ATT&CK for Industrial Control Systems (ICS) is a knowledge base useful for describing the actions an adversary may take while operating within an ICS network. The knowledge base can be used to better characterize and describe post-compromise adversary behavior.
ICS, which includes supervisory control and data acquisition (SCADA) systems and other control system configurations, are found in industries such as electric, water and wastewater, oil and natural gas, transportation, chemical, pharmaceutical, pulp and paper, food and beverage, and discrete manufacturing (e.g., automotive, aerospace, and durable goods.)1
While ICS are increasingly adopting information technology (IT) solutions to promote enterprise systems connectivity and remote access capabilities, they still retain unique characteristics. Logic executing in ICS has a direct effect on the physical world. The consequences associated with this logic executing in an improper way include significant risk to the health and safety of human lives and serious damage to the environment, as well as serious financial consequences such as production losses, negative impact to a nation’s economy, and compromise of proprietary information.1 ATT&CK for ICS seeks to characterize and describe the actions of an adversary who seeks to cause such consequences.

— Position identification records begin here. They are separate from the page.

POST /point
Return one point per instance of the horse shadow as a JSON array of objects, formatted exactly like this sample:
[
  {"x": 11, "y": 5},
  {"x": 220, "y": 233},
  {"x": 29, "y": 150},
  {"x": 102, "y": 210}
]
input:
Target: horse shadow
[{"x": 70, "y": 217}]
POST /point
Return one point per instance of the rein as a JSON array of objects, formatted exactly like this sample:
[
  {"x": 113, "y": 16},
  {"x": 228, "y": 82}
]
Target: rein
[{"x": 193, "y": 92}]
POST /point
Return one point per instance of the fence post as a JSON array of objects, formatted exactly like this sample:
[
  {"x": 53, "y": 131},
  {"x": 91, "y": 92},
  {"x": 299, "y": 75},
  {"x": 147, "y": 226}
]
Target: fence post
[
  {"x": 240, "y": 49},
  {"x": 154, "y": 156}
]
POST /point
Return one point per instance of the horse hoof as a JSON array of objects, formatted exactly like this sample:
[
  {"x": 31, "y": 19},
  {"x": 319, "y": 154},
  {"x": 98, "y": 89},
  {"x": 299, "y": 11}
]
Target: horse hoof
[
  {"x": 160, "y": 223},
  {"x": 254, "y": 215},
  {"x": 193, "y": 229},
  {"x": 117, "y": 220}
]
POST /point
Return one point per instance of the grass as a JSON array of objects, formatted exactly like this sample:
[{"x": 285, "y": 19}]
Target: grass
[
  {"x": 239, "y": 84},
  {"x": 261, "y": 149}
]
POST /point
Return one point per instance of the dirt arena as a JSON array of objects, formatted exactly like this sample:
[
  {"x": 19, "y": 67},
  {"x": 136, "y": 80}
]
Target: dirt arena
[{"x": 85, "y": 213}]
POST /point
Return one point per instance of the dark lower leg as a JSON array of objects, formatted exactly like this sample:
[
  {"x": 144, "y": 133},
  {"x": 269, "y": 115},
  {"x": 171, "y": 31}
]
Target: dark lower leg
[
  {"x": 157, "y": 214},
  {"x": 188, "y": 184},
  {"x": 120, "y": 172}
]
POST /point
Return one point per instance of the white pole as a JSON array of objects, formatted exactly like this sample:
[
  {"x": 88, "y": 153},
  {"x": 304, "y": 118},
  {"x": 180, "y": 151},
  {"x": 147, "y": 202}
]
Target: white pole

Enterprise networks can be used as an entry point for adversaries targeting ICS networks. ATT&CK for Enterprise describes the tactics, techniques and procedures (TTP) adversaries use to operate within these networks. Likewise, ATT&CK for Enterprise can describe adversary TTPs in Level 2 of Purdue Model. This level can house specialized ICS applications running on Windows and Linux platforms. We consider this point an interface between the ATT&CK for Enterprise and ATT&CK for ICS.
The adversary TTPs associated with ATT&CK for ICS fall under the following broad categories:1
- Blocked or delayed flow of information through ICS networks, which could disrupt ICS operation.

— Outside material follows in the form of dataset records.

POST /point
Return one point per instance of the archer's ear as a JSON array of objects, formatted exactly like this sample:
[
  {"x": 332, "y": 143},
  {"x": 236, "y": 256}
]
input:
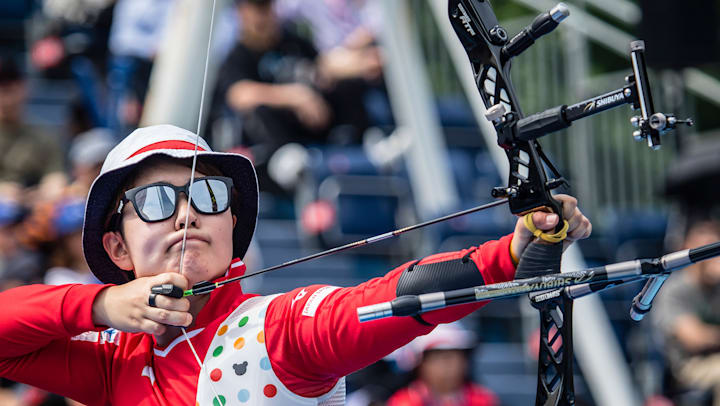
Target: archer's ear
[{"x": 114, "y": 245}]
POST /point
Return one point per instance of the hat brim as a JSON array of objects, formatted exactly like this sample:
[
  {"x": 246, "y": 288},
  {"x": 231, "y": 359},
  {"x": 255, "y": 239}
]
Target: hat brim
[{"x": 104, "y": 190}]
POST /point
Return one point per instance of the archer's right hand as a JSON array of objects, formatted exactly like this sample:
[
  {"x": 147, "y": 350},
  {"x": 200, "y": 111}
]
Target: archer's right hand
[{"x": 125, "y": 307}]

- Unauthorized changes to instructions, commands, or alarm thresholds, which could damage, disable, or shut down equipment, create environmental impacts, and/or endanger human life.
- Inaccurate information sent to system operators, either to disguise unauthorized changes, or to cause the operators to initiate inappropriate actions, which could have broad negative effects.
- ICS software or configuration settings modified, or ICS software infected with malware, which could have broad negative effects.
- Interference with the operation of equipment protection systems, which could endanger costly and difficult-to-replace equipment.
- Interference with the operation of safety systems, which could endanger human life.
- ATT&CK for ICS focuses on adversaries who have a primary goal of disrupting an industrial control process, destroying property or causing temporary or permanent harm or death to humans by attacking industrial control systems. The tactic category, Impact has been added to reflect these adversary goals.
- ICS operators work to keep the system in a safe, working state 24/7 and are a key target for adversaries. The Inhibit Response Function tactic has been added to reflect the goal of adversaries to fool an operator into thinking everything in the system is OK or performing incorrect actions on the system.
- While the primary source of data comes from publicly available cyber incident reports, credible attacks published by academia and the broad ICS community are also used to augment ATT&CK for ICS content where appropriate.
- ICS networks are very heterogeneous environments. There are many software/hardware platforms, applications and protocols present in these environments. Because of this, ATT&CK for ICS techniques don't necessarily apply to all ICS assets. ATT&CK for ICS adds the organizational units of Levels, which are based on the Purdue Model, and Assets to aid ATT&CK for ICS users to understand which techniques are applicable to their environment.